Genrikh Saulovich Altshuller (Ге́нрих Сау́лович Альтшу́ллер, /ru/; 15 October 1926 – 24 September 1998) was a Soviet engineer, inventor, and writer. He is most notable for creating the Theory of Inventive Problem Solving, better known by its Russian acronym TRIZ. He founded the Azerbaijan Public Institute for Inventive Creation and was the first president of the TRIZ Association. He also wrote science fiction under the pen name Genrikh Altov.

==Early life==
Altshuller was born in Tashkent, Uzbekistan (formerly the USSR) to a family of journalists of Jewish background. He moved with his family to Baku, Azerbaijan, where he spent most of his life. After graduating from high school he was admitted to the Azerbaijan Industrial Institute. Altshuller enlisted in the Army in 1944 and was trained as a fighter pilot but did not see action.

He joined the Soviet Navy at the age of twenty and attracted attention for his ability to fix engines, getting assigned to the Commission of Innovation of the Caspian Navy Flotilla.

Working as a clerk in a patent office, Altshuller embarked on finding some generic rules that would explain the creation of new, inventive, patentable ideas. He eventually created the Teoriya Resheniya Izobreatatelskikh Zadach (Theory of Inventive Problem Solving or TRIZ)). In 1956 he wrote a paper with his school friend Rafael Shapiro, Psychology of inventive creativity, which was to become influential in the study of invention development.

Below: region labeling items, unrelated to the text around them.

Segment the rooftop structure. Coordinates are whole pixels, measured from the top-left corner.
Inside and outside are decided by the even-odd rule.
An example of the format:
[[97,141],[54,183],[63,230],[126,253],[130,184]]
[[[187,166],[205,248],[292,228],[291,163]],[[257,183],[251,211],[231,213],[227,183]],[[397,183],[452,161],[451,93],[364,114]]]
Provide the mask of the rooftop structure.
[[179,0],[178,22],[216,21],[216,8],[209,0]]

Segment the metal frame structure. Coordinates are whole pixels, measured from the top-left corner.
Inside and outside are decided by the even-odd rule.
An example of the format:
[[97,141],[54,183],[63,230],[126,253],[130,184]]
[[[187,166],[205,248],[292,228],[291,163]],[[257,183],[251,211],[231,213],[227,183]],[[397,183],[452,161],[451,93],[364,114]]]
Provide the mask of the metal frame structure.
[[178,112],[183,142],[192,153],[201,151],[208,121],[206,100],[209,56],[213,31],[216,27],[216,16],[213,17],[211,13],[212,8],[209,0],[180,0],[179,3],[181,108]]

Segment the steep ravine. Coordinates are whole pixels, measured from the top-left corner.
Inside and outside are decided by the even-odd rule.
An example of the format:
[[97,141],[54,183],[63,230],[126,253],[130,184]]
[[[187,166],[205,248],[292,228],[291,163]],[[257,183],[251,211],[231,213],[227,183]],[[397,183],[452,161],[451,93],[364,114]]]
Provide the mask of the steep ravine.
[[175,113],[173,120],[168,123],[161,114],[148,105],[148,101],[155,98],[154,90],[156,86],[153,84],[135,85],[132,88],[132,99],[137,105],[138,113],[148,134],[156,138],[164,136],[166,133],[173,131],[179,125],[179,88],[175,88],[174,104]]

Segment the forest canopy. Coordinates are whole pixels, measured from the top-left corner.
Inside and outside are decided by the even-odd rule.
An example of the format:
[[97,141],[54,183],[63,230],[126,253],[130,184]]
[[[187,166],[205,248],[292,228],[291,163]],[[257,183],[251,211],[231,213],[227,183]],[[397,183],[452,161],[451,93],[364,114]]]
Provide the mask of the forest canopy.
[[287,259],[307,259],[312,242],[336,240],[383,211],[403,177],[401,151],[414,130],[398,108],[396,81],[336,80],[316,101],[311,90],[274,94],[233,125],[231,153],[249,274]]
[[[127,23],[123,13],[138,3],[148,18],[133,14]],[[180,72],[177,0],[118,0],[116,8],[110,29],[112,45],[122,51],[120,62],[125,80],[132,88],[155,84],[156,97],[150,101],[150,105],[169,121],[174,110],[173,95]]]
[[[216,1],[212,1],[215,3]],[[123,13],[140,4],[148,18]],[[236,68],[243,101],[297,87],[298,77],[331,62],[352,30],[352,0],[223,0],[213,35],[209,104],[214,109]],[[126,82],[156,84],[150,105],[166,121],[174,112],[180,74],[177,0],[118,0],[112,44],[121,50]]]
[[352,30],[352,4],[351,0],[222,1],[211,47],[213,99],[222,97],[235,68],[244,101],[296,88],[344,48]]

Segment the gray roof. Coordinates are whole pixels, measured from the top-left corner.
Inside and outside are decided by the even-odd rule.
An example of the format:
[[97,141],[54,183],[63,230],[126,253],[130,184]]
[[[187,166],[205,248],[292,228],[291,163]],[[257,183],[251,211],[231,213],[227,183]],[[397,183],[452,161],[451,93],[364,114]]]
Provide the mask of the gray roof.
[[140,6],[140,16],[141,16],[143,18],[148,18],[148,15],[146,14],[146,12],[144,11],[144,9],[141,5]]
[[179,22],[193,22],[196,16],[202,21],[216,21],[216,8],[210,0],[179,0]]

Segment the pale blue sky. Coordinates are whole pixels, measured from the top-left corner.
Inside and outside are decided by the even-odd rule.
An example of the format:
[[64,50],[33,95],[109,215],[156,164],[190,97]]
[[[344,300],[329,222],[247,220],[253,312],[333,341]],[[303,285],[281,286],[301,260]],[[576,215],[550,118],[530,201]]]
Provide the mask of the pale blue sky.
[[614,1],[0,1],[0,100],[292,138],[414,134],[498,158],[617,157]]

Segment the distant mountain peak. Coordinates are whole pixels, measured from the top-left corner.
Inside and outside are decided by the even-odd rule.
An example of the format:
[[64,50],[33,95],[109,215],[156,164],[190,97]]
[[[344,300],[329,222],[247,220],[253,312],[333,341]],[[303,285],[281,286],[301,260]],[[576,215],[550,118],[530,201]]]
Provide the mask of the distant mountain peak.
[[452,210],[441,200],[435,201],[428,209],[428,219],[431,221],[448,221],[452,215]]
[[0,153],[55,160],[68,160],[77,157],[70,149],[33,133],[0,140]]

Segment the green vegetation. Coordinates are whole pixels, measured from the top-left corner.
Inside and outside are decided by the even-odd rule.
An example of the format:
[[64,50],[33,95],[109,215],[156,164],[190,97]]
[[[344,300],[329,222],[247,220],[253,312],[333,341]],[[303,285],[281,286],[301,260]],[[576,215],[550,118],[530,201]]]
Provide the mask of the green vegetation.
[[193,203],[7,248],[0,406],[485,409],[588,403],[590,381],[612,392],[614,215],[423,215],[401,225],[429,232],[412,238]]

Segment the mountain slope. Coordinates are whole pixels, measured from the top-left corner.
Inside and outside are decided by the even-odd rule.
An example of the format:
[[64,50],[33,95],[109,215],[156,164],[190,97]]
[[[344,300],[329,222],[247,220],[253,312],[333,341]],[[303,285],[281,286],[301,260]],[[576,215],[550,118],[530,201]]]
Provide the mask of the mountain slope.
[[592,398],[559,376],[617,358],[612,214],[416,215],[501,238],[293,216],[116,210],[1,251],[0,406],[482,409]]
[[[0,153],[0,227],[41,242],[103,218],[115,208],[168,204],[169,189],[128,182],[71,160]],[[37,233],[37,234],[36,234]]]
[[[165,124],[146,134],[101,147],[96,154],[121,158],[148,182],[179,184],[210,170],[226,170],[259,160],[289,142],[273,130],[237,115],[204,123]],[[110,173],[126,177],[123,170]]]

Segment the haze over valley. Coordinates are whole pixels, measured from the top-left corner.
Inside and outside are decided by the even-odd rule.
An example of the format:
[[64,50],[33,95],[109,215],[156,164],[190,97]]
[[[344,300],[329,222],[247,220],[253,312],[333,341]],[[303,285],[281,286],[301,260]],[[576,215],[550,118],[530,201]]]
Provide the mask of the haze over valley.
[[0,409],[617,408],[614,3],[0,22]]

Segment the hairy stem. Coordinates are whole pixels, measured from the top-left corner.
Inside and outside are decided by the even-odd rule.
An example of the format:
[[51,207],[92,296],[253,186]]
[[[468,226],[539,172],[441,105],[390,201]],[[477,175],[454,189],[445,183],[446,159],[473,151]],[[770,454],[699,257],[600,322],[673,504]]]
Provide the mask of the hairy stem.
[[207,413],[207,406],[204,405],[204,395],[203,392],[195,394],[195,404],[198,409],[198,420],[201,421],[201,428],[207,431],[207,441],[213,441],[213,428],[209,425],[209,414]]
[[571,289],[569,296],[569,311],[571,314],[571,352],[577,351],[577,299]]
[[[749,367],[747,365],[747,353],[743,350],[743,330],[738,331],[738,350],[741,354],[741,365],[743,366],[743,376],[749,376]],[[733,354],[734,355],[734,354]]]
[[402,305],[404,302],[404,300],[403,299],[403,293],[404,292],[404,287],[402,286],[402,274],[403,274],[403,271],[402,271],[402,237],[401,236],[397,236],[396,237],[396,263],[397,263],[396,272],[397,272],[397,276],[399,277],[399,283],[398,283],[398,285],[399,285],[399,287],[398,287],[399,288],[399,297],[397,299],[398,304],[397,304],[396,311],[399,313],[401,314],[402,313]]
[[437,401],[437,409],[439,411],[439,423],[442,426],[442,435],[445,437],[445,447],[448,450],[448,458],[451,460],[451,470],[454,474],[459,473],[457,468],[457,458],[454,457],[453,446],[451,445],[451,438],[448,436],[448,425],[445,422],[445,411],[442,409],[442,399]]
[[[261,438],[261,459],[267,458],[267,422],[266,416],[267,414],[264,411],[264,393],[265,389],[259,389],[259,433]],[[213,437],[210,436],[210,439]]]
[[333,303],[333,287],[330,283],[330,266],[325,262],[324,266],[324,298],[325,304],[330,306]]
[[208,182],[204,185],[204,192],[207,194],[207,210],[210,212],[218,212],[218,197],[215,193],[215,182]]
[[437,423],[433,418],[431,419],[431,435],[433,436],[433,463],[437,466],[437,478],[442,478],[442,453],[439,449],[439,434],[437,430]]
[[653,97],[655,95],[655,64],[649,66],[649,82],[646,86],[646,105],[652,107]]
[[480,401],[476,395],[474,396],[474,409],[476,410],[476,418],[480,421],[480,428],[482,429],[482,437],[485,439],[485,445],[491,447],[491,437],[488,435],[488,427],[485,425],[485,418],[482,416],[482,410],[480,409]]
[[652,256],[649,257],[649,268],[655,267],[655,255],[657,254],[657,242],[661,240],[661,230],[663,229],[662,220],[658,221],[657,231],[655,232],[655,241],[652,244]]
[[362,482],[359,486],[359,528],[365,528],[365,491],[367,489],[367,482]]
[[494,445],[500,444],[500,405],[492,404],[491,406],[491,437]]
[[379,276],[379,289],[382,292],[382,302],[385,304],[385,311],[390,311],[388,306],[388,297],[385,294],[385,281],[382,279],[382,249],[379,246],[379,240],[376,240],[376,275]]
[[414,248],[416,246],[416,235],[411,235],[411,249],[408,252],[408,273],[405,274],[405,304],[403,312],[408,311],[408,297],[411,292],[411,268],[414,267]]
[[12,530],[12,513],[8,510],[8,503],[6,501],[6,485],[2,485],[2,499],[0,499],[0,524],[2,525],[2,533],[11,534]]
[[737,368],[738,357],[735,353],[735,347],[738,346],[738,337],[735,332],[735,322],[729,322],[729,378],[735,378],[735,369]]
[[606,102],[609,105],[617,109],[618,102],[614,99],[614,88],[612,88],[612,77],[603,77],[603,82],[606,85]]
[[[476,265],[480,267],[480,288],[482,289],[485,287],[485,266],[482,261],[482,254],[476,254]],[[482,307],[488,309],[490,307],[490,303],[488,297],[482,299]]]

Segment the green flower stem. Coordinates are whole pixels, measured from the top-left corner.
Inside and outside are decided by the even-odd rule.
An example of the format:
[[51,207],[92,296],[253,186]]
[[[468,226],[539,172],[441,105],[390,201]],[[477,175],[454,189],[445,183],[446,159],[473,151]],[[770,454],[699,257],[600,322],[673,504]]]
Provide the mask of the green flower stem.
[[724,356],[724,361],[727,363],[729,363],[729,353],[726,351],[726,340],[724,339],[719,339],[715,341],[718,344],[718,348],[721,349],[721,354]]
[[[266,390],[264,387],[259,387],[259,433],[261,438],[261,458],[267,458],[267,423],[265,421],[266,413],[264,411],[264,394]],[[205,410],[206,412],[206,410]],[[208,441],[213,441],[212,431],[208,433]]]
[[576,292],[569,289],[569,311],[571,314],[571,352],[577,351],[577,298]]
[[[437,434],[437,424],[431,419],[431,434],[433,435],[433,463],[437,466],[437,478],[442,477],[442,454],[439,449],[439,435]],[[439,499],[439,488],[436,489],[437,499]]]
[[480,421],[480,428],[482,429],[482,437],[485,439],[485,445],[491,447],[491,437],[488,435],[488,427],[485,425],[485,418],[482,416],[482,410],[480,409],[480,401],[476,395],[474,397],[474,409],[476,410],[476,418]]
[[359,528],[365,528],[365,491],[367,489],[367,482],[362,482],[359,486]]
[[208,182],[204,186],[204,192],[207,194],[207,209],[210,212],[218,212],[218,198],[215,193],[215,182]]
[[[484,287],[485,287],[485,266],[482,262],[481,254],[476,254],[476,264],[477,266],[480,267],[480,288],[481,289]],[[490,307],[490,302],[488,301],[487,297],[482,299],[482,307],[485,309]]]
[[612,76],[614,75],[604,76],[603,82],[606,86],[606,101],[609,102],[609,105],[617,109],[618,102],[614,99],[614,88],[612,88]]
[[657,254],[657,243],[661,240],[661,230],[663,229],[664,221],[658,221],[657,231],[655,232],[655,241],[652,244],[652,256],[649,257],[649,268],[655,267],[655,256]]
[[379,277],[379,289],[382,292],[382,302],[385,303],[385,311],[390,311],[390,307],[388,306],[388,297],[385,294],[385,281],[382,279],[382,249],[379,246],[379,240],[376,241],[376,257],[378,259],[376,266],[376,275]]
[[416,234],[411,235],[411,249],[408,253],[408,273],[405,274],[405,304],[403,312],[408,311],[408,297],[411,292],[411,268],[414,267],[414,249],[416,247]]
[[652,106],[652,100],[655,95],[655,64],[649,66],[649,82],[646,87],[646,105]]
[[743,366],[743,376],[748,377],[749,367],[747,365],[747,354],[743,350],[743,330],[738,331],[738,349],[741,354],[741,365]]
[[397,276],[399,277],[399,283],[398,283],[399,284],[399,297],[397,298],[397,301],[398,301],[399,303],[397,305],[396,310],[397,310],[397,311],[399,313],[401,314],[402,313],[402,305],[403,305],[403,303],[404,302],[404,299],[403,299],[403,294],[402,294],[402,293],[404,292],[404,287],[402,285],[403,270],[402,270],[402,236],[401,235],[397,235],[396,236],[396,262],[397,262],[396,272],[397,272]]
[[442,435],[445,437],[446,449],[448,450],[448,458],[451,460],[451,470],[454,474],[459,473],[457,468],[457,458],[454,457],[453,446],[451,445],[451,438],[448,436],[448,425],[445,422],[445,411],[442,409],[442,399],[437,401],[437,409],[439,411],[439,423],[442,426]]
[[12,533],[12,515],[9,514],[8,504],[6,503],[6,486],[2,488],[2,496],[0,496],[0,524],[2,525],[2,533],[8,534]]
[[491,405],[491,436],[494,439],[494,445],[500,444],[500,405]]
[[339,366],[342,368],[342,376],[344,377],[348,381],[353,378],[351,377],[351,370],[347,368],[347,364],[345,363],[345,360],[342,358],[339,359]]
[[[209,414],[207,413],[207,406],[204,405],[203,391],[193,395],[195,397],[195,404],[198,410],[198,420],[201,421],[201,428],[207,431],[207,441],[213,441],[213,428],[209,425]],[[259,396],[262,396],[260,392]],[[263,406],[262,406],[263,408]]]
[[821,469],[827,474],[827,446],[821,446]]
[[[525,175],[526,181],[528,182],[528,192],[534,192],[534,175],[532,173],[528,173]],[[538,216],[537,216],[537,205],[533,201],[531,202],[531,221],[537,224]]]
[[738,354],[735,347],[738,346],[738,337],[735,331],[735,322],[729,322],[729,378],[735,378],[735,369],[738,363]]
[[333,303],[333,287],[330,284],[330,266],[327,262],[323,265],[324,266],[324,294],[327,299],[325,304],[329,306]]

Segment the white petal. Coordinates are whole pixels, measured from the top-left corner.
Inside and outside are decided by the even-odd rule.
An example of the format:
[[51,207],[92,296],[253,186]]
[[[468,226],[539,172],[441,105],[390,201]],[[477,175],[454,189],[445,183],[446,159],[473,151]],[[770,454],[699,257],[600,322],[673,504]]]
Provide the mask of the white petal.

==Arrest and imprisonment==
During Joseph Stalin's political purges of members of the Communist Party in 1950, he and Shapiro were imprisoned for political reasons, after sending a letter to Stalin, and he continued his studies with his fellow inmates while in the Vorkuta labor camp. After his release in 1954, Altshuller settled in Baku, Azerbaijan.

==The spread of TRIZ in the Soviet Union==
A full-fledged TRIZ movement developed among Soviet engineers and other technically inclined people by the 1970s, and Altshuller played the role of its intellectual leader. He lectured at TRIZ congresses, published articles and books and corresponded with various TRIZ practitioners. He became the founding member and president of the Russian TRIZ Association. A number of his close friends and students have become the most prominent thinkers and teachers of the movement, popularizing TRIZ in Russia and abroad. In 1971 he founded the Azerbaijan Public Institute of Inventive Creativity, a school that was "a blend of bohemian improvisation and gearhead thinking".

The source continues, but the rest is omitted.